Maury begin much the same way as Toby and had similar themes. He touched on legal implications of identity such as data protection law, human rights law, communications interception law, employment law, fraud and contractual obligations. Like Toby, he despises the term "identity theft" because in the context of the online world, it is really just our credentials that are stolen. Not our identities. Legal issues here are less significant and this is essentially traditional fraud using new techniques. He doesn't think there is a single "one size fits all" solution for identity. There should be many disparate identity sources and forms of identification for use with different purposes and in different contexts.

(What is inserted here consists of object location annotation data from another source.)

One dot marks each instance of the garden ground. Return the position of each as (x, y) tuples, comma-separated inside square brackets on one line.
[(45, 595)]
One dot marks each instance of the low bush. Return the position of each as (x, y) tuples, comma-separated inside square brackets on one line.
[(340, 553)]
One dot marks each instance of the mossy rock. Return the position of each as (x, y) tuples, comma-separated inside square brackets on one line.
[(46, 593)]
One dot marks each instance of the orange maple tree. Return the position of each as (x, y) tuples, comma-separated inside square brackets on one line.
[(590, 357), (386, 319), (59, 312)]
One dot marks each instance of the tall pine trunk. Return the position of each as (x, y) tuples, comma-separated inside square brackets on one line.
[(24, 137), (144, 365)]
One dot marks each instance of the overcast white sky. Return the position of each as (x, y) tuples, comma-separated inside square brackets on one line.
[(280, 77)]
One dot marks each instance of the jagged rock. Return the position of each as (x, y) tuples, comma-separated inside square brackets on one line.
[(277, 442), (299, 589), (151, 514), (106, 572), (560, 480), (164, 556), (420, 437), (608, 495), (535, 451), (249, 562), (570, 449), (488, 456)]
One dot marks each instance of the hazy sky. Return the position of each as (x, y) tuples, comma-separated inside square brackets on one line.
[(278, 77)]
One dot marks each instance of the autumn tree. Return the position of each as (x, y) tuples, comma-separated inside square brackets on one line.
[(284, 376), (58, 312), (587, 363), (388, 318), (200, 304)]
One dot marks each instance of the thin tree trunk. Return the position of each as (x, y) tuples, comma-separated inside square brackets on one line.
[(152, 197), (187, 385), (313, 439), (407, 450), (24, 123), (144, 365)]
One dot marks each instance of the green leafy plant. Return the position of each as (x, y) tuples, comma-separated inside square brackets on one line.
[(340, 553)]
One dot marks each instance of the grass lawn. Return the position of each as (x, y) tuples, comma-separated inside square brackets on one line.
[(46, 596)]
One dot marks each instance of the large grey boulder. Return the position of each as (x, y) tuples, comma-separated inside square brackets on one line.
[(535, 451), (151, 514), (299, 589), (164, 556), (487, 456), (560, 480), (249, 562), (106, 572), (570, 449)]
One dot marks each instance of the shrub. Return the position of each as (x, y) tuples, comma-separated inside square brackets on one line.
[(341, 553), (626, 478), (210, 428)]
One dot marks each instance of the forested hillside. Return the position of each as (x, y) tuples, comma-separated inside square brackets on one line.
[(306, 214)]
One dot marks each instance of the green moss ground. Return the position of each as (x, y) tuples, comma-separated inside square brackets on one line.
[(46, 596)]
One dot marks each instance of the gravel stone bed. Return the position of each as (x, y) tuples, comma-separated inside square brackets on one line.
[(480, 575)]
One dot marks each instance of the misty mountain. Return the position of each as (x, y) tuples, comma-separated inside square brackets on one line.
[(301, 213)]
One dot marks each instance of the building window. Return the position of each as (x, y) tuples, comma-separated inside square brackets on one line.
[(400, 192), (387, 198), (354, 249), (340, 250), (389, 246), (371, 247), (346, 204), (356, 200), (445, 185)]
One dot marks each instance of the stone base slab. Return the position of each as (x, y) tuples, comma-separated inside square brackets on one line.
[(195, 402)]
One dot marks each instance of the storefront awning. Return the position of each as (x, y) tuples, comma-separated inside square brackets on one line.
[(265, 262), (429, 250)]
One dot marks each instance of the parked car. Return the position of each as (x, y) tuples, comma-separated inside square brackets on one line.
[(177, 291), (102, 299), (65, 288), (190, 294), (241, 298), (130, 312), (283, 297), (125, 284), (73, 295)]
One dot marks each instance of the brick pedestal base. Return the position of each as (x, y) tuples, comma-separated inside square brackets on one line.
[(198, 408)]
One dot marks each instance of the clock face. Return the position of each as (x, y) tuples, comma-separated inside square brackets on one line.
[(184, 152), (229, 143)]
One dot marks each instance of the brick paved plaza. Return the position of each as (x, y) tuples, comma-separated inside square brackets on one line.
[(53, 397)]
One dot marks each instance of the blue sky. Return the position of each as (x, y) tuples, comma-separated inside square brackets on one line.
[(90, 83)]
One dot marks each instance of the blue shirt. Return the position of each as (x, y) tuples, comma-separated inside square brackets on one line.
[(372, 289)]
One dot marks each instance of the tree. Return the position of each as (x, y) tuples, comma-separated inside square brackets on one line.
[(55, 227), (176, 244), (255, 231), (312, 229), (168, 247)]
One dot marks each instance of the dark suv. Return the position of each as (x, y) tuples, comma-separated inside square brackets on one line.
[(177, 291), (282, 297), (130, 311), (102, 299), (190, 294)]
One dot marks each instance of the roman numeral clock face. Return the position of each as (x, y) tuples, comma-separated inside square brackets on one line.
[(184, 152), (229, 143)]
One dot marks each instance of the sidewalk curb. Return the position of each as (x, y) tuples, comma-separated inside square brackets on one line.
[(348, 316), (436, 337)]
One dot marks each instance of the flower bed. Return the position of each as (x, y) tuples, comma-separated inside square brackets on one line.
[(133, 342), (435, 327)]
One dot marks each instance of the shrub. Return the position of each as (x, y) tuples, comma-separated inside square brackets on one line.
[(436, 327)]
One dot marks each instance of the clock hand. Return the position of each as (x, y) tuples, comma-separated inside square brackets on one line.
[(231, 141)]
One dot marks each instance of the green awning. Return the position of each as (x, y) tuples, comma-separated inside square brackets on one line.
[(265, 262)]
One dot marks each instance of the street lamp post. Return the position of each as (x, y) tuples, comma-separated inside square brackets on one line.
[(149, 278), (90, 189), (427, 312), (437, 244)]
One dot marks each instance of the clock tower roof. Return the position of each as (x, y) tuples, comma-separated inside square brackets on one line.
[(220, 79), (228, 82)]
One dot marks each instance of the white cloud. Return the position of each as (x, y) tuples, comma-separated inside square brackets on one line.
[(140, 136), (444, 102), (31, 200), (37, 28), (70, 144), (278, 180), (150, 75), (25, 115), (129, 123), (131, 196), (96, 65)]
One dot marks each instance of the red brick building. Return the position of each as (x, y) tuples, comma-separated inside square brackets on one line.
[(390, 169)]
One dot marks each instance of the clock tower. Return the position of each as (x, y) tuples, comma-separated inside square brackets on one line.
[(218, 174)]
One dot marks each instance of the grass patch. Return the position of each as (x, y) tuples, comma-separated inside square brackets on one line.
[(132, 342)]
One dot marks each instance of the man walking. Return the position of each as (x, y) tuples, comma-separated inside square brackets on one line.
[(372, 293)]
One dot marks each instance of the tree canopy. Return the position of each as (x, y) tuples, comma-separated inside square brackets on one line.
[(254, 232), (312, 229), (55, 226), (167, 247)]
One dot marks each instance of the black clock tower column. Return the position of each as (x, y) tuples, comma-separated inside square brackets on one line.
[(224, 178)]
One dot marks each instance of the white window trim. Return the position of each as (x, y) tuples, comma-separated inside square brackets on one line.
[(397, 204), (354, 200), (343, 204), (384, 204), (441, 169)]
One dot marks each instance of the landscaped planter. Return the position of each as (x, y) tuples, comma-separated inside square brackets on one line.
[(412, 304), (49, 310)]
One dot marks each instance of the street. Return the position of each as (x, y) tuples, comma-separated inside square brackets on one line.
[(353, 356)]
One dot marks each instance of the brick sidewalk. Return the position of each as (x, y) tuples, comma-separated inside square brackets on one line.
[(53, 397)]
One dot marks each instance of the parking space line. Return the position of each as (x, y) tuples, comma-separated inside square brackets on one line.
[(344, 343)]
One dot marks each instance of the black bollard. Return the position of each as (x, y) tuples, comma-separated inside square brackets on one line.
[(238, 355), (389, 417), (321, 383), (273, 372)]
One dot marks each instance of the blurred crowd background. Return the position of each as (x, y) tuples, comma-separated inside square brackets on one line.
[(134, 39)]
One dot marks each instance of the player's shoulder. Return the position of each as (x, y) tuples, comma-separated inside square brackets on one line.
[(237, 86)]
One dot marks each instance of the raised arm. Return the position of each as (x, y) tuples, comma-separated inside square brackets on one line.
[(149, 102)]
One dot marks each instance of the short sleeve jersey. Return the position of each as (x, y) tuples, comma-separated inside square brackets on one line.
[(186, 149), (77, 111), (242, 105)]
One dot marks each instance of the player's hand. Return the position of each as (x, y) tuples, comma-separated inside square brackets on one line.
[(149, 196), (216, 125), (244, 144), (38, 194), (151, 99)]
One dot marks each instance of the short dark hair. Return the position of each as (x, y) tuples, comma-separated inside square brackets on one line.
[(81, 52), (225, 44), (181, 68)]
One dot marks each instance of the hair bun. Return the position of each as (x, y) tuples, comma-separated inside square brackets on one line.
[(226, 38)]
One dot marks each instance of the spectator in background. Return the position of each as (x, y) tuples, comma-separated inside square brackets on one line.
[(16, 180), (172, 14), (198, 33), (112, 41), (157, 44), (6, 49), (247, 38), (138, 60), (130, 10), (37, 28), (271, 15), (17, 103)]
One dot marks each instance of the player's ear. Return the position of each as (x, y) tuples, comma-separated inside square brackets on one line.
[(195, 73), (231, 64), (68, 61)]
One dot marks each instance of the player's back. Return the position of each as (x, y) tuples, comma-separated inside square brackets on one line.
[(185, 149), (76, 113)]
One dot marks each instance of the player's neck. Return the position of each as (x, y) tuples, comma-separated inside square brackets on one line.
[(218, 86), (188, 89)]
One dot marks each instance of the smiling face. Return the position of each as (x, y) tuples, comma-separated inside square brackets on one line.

Andy Kellet - Realising real value from Identity and Access Management

There's not much to say about Andy's presentation. He gave yet another stock standard presentation, which was quite disappointing for an analyst. He even seemed to realise his slides were a waste of time because he skipped most of them by saying "yes we've covered that". He basically gave a few summary slides and ended with detailed slides of the summary points. Nothing thought provoking or new. His main point was that Identity projects are too complex as are the service delivery models.

Merlin, Lord Erroll summarised as follows:
  • There needs to be a good, secure way of providing electronic identity.
  • There needs to be a balance between centralised and de-centralised systems for identity.
  • There needs to be a level of anonymity in certain cases. For example, if you're calling up a government department to ask about a certain process, they begin by asking for an identification number. When they have that, they also have an indication that you're probably not doing something correctly (even if it's unintentional). This means they could potentially come after you for the unintentional offence. So what happens? People don't call to ask for help.
  • Do we really need to be identified everytime? We really just need to know that someone is authorised to do something.
  • The national ID card is not a bad idea. It is the national identity register that is the problem. It centralises all information relating to a person's interactions with the government. This means it can be tracked and opens people up to things like blackmail and so on.
  • There needs to be proper mutual authentication between consumers and institutions. Too often, institutions don't provide consumers with any authentication and expect us to trust they are who they say they are (Ian's note: I've mentioned this many times before, most recently in this post).
  • Having a centralised identity register still forces the government to provide "back doors". Active field agents (spies) will either need their details obscured or they may need multiple credentials/records. People on the witness protection program need to have their details changed and have to assume a new identity that is untraceable to their original one. Gender re-assignment operations also force a change to the system for that particular person's identity (although it's a little easier because it's just a name and gender attribute modification and should still be traceable to their original record).
  • Main point: One centralised database is not the answer. Smaller, distributed systems is the better way to go and federation plays a key part in all this.
My opinions:
  • All raise interesting and valid points and are good conversation starting points.
  • Did the Butler group guy lose his slides and was forced to pull out his slides from a few years ago?




Phew! That was a lot to write. Possibly my longest blog post ever.

That was my day in summary. Should be plenty here to digest and discuss. Feel free to post as many comments as you like.